The FTSE 100 'struggled for direction' on another quiet day for the index

Donald TrumpMario Tama / GettyPresident Trump’s upcoming speech to Congress dominated market narratives on Monday.

European markets were mixed on Monday on a day that saw little substantial movement in the majority of the continent’s major indexes.

In the UK, the FTSE 100 closed higher by just shy of 0.15% to end the day at 7,253 points, driven upward by commodity focused firms, and by distribution and outsourcing company Bunzl.

Bunzl gained more than 3% after a solid set of results showed that pre-tax profits rose to £478.2 million in 2016 from £411.2 million in the previous year.

Markets lacked any real driver on the day, with investment decisions “tempered by (the now routine) uncertainty before Donald Trump’s speech to a joint session of Congress on Tuesday,” according to Jasper Lawler of London Capital Group.

In an email a little earlier, Lawler added: “In UK markets, mostly well-received corporate earnings results were offset by disadvantageous court and regulator rulings. The FTSE 100 struggled for direction with a rise in oil company shares numbing the pain of a slide in the insurance sector and a drop in the shares of London Stock Exchange.”

Here is how the FTSE’s day looked:

Elsewhere on the continent, Germany’s DAX ended 0.17% higher, while France’s CAC was virtually unmoved, gaining 0.01%.

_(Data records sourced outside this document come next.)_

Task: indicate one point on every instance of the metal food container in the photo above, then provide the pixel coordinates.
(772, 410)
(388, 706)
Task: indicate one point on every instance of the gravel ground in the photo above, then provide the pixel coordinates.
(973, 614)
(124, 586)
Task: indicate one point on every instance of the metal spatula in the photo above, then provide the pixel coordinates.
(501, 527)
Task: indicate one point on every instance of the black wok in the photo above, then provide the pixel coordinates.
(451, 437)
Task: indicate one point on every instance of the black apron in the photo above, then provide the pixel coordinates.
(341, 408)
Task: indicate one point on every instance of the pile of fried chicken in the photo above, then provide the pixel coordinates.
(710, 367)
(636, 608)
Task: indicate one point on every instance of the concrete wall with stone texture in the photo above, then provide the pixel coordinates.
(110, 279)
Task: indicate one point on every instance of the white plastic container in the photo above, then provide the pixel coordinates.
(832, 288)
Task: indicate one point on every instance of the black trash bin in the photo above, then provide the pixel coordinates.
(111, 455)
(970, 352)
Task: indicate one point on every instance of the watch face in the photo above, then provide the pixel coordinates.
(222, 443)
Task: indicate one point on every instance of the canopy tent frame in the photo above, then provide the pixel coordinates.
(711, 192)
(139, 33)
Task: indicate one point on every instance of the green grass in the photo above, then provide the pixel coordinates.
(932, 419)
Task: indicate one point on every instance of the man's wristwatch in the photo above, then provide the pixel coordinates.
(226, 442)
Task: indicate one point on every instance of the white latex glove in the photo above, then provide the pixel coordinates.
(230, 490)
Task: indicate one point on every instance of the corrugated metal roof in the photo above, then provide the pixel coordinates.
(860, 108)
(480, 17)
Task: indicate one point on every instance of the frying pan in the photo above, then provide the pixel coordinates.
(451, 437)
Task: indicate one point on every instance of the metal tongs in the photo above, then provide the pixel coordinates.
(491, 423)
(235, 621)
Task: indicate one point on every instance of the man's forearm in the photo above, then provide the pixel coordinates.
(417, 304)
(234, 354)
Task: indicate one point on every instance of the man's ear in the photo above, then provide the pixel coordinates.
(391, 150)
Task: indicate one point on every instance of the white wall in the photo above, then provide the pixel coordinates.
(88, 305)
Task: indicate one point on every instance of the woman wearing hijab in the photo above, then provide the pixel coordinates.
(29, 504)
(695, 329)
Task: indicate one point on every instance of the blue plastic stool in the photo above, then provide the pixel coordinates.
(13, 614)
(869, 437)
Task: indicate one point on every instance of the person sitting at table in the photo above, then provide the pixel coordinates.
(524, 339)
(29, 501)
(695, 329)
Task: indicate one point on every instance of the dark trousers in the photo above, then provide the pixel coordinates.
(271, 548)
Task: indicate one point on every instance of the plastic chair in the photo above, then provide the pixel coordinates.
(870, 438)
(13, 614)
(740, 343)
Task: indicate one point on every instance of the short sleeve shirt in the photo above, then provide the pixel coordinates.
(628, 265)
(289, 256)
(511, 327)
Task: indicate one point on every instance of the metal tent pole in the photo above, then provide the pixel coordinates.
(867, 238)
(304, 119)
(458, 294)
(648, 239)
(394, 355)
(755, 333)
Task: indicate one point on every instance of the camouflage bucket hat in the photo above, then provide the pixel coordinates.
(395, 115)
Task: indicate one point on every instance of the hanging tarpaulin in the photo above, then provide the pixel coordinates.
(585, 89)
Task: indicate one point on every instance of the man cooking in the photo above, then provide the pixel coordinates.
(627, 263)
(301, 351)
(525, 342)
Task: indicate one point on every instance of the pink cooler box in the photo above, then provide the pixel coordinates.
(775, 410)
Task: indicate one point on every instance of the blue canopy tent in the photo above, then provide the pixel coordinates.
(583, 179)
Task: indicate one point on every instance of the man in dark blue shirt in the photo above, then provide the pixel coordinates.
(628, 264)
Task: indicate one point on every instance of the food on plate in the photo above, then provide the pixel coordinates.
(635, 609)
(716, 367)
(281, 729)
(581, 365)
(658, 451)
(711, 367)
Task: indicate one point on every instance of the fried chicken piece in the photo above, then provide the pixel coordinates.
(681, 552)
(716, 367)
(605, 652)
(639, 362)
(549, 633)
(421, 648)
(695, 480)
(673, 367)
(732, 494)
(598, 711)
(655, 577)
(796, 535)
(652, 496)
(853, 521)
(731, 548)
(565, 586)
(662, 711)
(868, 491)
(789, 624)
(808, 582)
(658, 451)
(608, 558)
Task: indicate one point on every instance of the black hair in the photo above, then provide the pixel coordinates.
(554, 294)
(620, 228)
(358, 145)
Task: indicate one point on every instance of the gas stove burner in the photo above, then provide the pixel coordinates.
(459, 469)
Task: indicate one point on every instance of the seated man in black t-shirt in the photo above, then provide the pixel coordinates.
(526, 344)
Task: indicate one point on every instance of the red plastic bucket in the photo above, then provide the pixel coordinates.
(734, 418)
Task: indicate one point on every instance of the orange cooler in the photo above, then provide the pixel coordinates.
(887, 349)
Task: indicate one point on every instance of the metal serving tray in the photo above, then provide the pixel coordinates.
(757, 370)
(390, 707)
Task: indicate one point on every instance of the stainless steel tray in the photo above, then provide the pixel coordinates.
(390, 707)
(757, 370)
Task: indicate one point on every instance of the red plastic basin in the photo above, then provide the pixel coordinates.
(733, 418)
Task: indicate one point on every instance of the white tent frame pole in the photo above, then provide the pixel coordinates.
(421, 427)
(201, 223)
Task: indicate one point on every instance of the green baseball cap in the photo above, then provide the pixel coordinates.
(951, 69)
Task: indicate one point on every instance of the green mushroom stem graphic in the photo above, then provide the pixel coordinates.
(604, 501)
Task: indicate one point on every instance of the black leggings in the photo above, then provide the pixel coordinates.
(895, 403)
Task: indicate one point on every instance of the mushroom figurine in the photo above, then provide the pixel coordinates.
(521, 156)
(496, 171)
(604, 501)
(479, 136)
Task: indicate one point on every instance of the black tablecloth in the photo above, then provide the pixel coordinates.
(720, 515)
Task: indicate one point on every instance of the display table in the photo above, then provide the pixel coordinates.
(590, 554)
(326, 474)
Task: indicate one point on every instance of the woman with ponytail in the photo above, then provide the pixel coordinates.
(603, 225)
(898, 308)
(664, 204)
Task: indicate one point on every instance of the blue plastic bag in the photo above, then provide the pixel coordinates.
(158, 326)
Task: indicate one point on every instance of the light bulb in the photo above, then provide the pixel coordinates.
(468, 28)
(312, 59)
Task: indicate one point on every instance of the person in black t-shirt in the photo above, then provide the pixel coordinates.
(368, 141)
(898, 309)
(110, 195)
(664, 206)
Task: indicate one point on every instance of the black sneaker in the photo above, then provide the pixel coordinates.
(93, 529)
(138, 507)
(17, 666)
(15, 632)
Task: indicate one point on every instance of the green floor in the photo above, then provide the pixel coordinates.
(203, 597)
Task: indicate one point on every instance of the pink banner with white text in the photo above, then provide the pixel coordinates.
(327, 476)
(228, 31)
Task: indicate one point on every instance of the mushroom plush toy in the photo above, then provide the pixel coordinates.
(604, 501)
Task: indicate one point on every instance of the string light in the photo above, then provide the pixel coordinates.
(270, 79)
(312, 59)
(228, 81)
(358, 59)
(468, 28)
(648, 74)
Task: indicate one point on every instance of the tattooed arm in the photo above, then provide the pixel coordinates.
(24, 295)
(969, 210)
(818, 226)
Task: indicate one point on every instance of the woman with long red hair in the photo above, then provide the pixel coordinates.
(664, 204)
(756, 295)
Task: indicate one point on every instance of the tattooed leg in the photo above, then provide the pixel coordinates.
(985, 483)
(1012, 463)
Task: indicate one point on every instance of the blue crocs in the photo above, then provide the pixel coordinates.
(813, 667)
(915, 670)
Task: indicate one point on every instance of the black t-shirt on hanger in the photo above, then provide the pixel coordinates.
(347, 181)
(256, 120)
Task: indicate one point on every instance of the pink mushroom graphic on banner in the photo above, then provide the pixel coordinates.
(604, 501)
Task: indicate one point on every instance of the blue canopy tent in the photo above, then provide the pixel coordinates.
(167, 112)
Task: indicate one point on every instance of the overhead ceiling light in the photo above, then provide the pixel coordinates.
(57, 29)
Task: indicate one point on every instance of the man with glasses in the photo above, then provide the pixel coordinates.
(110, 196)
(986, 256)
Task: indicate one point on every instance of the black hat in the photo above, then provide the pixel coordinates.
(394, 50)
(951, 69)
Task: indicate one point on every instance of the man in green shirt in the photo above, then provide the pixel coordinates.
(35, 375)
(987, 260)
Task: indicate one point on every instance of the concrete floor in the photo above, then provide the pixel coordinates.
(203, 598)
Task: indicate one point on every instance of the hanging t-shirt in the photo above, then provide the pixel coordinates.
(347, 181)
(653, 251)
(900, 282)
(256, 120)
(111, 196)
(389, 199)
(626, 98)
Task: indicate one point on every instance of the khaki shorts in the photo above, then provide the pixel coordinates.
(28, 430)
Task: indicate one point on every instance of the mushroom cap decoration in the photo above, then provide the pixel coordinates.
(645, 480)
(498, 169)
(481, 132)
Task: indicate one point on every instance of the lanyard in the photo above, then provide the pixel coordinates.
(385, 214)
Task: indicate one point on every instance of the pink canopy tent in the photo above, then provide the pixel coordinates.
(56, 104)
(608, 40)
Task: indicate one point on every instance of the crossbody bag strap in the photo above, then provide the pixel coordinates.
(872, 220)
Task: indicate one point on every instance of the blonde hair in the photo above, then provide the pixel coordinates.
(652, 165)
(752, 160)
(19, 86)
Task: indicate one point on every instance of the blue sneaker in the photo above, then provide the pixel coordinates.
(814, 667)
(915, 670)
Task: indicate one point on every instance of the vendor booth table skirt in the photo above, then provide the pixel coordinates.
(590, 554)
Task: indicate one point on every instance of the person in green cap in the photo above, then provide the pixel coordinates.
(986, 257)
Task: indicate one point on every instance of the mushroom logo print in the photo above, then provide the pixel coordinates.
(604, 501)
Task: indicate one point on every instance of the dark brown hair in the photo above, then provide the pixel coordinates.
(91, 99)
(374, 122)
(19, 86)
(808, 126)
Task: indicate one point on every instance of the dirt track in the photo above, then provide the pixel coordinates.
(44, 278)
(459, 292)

One exception to the relative monotony in markets was Italy’s FTSE MIB, which ended just shy of 1.7% higher, driven upwards by strong performances from the country’s banking sector on the day. Two banks, Intesa Sanpaolo and Banco Bpm, climbed more than 5%, while Banca Popolare Emilia Romagna ended more than 4% up. It is worth noting that the FTSE MIB is quite frequently the most volatile index in Europe.